Può darsi che mezzo secolo di «centrismo» abbia foggiato nei cattolici una mentalità «moderata», chissà. Una cosa che accomuna, comunque, i giornalisti cattolici e li distingue, che so, da quelli comunisti, è la pressochè totale mancanza di spirito di squadra. 

Considerano una gran fortuna e grazia di Dio l’essere riusciti, malgrado il loro cattolicesimo, a diventare giornalisti anziché supplenti di religione, e tanto basta loro. Per il resto, al massimo spalleggiano l’amico d’infanzia o il compagno d’associazione ecclesiale. Gli altri fratelli in Cristo? Si arrangino, come hanno fatto loro. 

O si rivolgano alla Provvidenza, che sta lì apposta. Voi mi direte che questo accade, fra i cattolici, anche al di fuori del settore giornalistico. E’ verissimo, ma ho parlato di quel che conosco meglio e di una categoria che, per l’apostolato, sarebbe l’ideale.
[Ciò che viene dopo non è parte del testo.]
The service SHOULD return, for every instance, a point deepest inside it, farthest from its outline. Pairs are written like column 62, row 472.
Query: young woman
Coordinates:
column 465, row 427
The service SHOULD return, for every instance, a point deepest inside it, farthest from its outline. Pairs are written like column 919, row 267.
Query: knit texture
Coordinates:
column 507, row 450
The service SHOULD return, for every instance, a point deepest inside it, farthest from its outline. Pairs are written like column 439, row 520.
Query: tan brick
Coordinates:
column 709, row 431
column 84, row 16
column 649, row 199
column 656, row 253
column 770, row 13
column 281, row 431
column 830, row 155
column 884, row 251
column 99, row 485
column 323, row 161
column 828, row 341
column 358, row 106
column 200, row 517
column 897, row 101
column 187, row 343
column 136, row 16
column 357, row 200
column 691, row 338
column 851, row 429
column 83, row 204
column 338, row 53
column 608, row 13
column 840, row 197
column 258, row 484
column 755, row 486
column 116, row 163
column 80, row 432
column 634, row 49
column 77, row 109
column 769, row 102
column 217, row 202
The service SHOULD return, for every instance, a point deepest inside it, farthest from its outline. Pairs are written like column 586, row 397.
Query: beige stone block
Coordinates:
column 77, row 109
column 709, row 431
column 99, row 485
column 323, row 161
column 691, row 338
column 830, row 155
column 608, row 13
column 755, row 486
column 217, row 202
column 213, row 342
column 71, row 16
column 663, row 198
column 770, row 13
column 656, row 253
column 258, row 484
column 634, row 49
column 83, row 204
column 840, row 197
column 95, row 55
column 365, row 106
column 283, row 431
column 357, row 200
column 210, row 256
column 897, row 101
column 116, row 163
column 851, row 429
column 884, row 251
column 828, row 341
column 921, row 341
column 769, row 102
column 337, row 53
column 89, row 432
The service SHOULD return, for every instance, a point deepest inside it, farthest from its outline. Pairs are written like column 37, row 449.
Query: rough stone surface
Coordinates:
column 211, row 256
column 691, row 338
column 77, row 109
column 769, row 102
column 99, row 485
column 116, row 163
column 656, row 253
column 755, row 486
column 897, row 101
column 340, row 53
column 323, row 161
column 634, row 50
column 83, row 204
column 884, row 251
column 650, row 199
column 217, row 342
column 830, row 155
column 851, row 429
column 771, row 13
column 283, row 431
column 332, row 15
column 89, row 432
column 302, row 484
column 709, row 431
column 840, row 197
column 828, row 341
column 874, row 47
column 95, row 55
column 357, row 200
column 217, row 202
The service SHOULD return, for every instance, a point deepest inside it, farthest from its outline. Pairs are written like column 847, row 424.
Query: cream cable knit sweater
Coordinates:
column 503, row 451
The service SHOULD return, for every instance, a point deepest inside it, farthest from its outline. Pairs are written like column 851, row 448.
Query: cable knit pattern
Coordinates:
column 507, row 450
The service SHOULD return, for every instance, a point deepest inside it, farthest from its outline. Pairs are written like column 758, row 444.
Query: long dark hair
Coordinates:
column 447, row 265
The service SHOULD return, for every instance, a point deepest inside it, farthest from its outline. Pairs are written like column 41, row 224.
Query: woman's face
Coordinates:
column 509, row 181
Perché accade ciò? Ricordatevi del lamento evangelico sui «figli della luce» che sono, ahimè, «meno accorti» dei figli di qualcos’altro. E osservateli, questi: se toccano uno di loro, chiunque sia, ecco girotondi, comitati, manifestazioni, scioperi e cortei. 

Se è un cattolico ad essere nei guai, o disoccupato o impossibilitato anche a solo mostrare di essere bravo in quel che sa fare, gli altri, gerarchie comprese, fingeranno di neanche conoscerlo. Si rivolga alla Provvidenza per cavarsi d’impiccio o farsi strada. Oppure, si ingegni ad «emergere» a gomitate e lasciando gli scrupoli evangelici sotto il letto. Quando sarà «arrivato», allora tutti, gerarchie comprese, faranno a gara per favorirlo. 

Infatti, non lo dice il Vangelo che «a chi ha sarà dato»?